Stocks posted solid gains this week, supported by investor relief after April inflation data came in cooler than expected.  The Nasdaq led major indexes higher, bolstered by renewed interest in large-cap tech and AI stocks.  The S&P 500 and Dow also ended the week in the green, reflecting cautious optimism that inflation pressures may be easing without significantly harming corporate earnings.

Treasury yields declined across the curve, driven by softer-than-anticipated inflation data and rising concerns over consumer sentiment.  Despite the decline, the 10-year yields remain elevated, hovering near - two-month highs as investors assess inflation expectations and the likelihood of rate cuts later this year.  Credit spreads remained stable, suggesting bond investors are not yet pricing in material recession risk despite weaker consumer signals.

Investors have been concerned that tariff-induced inflation could erode corporate profits and drag down stock prices.  So far, however, that does not appear to be the case.

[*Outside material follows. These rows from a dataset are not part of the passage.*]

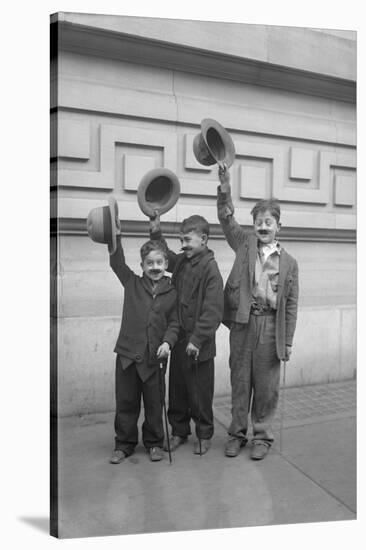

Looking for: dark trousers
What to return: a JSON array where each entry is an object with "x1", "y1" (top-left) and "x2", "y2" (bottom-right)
[
  {"x1": 168, "y1": 340, "x2": 215, "y2": 439},
  {"x1": 229, "y1": 315, "x2": 281, "y2": 445},
  {"x1": 114, "y1": 355, "x2": 165, "y2": 455}
]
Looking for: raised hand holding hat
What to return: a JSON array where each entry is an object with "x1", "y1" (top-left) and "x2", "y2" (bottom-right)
[{"x1": 86, "y1": 195, "x2": 121, "y2": 255}]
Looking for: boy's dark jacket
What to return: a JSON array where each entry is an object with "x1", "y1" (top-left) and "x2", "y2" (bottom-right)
[
  {"x1": 150, "y1": 231, "x2": 224, "y2": 361},
  {"x1": 217, "y1": 187, "x2": 299, "y2": 360},
  {"x1": 110, "y1": 236, "x2": 179, "y2": 380}
]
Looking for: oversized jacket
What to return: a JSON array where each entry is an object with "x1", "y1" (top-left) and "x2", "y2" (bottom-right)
[
  {"x1": 110, "y1": 236, "x2": 179, "y2": 378},
  {"x1": 151, "y1": 231, "x2": 224, "y2": 361},
  {"x1": 217, "y1": 188, "x2": 299, "y2": 360}
]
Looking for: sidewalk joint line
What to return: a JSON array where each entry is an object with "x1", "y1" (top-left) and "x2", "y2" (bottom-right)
[{"x1": 277, "y1": 451, "x2": 357, "y2": 515}]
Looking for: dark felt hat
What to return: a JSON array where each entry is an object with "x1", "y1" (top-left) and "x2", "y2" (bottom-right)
[
  {"x1": 193, "y1": 118, "x2": 235, "y2": 168},
  {"x1": 86, "y1": 195, "x2": 119, "y2": 254},
  {"x1": 137, "y1": 168, "x2": 180, "y2": 218}
]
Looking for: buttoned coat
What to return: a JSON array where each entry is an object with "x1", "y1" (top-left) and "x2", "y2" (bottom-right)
[
  {"x1": 150, "y1": 231, "x2": 224, "y2": 361},
  {"x1": 217, "y1": 188, "x2": 299, "y2": 360},
  {"x1": 110, "y1": 236, "x2": 179, "y2": 382}
]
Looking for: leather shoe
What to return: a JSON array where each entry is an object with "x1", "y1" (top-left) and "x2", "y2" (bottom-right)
[
  {"x1": 149, "y1": 447, "x2": 164, "y2": 462},
  {"x1": 250, "y1": 443, "x2": 269, "y2": 460},
  {"x1": 225, "y1": 437, "x2": 246, "y2": 457},
  {"x1": 109, "y1": 449, "x2": 127, "y2": 464},
  {"x1": 164, "y1": 435, "x2": 187, "y2": 452},
  {"x1": 193, "y1": 439, "x2": 211, "y2": 455}
]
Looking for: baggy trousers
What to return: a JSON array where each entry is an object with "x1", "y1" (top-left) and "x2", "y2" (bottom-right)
[
  {"x1": 228, "y1": 314, "x2": 281, "y2": 446},
  {"x1": 114, "y1": 355, "x2": 166, "y2": 456},
  {"x1": 168, "y1": 339, "x2": 215, "y2": 439}
]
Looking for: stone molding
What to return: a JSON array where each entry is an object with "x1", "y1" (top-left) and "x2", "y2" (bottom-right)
[{"x1": 51, "y1": 21, "x2": 356, "y2": 103}]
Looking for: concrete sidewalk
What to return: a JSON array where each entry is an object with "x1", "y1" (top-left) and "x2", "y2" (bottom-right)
[{"x1": 55, "y1": 381, "x2": 356, "y2": 537}]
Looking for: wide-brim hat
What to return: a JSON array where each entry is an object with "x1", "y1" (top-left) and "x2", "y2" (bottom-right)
[
  {"x1": 86, "y1": 195, "x2": 119, "y2": 254},
  {"x1": 137, "y1": 168, "x2": 180, "y2": 218},
  {"x1": 193, "y1": 118, "x2": 235, "y2": 168}
]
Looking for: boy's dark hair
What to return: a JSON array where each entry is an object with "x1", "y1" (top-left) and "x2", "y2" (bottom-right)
[
  {"x1": 140, "y1": 241, "x2": 168, "y2": 261},
  {"x1": 250, "y1": 198, "x2": 281, "y2": 223},
  {"x1": 180, "y1": 214, "x2": 210, "y2": 237}
]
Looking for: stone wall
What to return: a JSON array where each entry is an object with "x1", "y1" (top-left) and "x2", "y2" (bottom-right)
[{"x1": 51, "y1": 14, "x2": 356, "y2": 415}]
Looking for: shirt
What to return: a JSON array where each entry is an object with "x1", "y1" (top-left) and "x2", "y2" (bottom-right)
[{"x1": 253, "y1": 241, "x2": 281, "y2": 309}]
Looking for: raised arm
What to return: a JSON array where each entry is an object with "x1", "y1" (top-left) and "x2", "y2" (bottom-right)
[
  {"x1": 285, "y1": 260, "x2": 299, "y2": 347},
  {"x1": 109, "y1": 235, "x2": 134, "y2": 286},
  {"x1": 150, "y1": 212, "x2": 178, "y2": 273},
  {"x1": 217, "y1": 165, "x2": 246, "y2": 252}
]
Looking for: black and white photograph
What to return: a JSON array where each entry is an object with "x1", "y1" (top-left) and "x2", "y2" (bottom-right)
[
  {"x1": 51, "y1": 8, "x2": 356, "y2": 538},
  {"x1": 5, "y1": 2, "x2": 362, "y2": 548}
]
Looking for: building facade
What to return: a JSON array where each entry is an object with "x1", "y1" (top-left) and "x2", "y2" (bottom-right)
[{"x1": 51, "y1": 13, "x2": 356, "y2": 415}]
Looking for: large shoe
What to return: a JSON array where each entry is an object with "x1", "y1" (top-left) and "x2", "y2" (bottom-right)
[
  {"x1": 109, "y1": 449, "x2": 127, "y2": 464},
  {"x1": 225, "y1": 437, "x2": 247, "y2": 457},
  {"x1": 193, "y1": 439, "x2": 211, "y2": 455},
  {"x1": 149, "y1": 447, "x2": 164, "y2": 462},
  {"x1": 164, "y1": 435, "x2": 187, "y2": 452},
  {"x1": 250, "y1": 443, "x2": 269, "y2": 460}
]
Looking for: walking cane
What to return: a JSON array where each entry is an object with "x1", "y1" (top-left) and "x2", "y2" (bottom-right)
[
  {"x1": 194, "y1": 356, "x2": 202, "y2": 456},
  {"x1": 160, "y1": 353, "x2": 172, "y2": 464},
  {"x1": 280, "y1": 359, "x2": 287, "y2": 454}
]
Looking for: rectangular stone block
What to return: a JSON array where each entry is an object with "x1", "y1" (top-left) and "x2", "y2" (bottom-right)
[
  {"x1": 334, "y1": 175, "x2": 356, "y2": 206},
  {"x1": 57, "y1": 119, "x2": 90, "y2": 160},
  {"x1": 123, "y1": 155, "x2": 157, "y2": 191},
  {"x1": 239, "y1": 161, "x2": 271, "y2": 199},
  {"x1": 290, "y1": 147, "x2": 314, "y2": 180},
  {"x1": 184, "y1": 134, "x2": 213, "y2": 172}
]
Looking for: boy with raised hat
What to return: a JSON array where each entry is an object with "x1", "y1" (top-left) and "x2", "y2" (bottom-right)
[
  {"x1": 150, "y1": 213, "x2": 224, "y2": 454},
  {"x1": 88, "y1": 197, "x2": 179, "y2": 464},
  {"x1": 217, "y1": 165, "x2": 298, "y2": 460}
]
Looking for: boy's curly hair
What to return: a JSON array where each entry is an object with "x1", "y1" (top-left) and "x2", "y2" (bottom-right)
[
  {"x1": 140, "y1": 240, "x2": 168, "y2": 261},
  {"x1": 250, "y1": 198, "x2": 281, "y2": 223},
  {"x1": 180, "y1": 214, "x2": 210, "y2": 237}
]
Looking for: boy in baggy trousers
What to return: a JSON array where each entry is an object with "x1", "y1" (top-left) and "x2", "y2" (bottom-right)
[
  {"x1": 150, "y1": 215, "x2": 224, "y2": 454},
  {"x1": 110, "y1": 234, "x2": 179, "y2": 464},
  {"x1": 217, "y1": 166, "x2": 298, "y2": 460}
]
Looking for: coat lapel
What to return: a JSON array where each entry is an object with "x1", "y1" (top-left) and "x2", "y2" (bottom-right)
[{"x1": 249, "y1": 235, "x2": 258, "y2": 284}]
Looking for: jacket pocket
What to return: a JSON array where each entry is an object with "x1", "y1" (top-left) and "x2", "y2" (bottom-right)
[{"x1": 224, "y1": 282, "x2": 240, "y2": 310}]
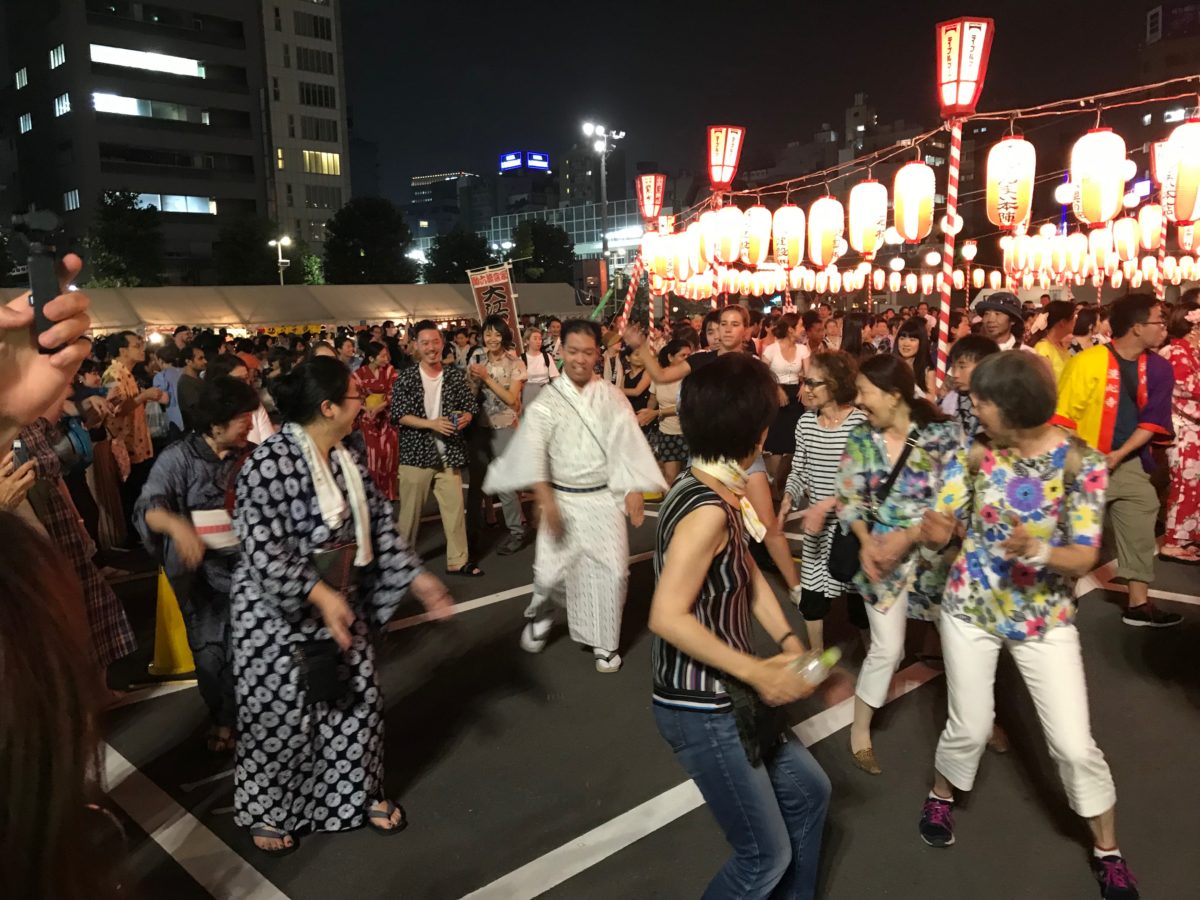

The Consumer Price Index (CPI) rose 2.3% in April from a year earlier and a four-year low.  That was below both the 2.7% annual rate recorded in March and the 2.4% rate economists had expected.  On a monthly basis, headline inflation edged up 0.2%, while core inflation, which excludes food and energy, also rose 0.2%.  However, many economists believe the full effects of tariffs on costs and prices have yet to show up in the data.

Despite a temporary 90-day reduction in Chinese tariffs, the average effective tariff rate on goods from China is still projected to be 17.8%, according to estimates from the Yale Budget Lab.  That could push annual CPI above 3% this summer, potentially slowing the pace of the Federal Reserve’s expected rate cuts or even prompting a rate hike.

While the odds of the Federal Reserve raising rates remain low, the possibility underscores potential turbulence ahead for investors.  Equity markets have shown resilience, with modest volatility, suggesting that investors are still anticipating a reduction in tariffs and eventual rate cuts.  However, a resurgence of inflation or a re-escalation of trade tensions could disrupt this stability and trigger another stock market selloff. 

That’s all for now.  Have a great weekend and invest wisely my friends.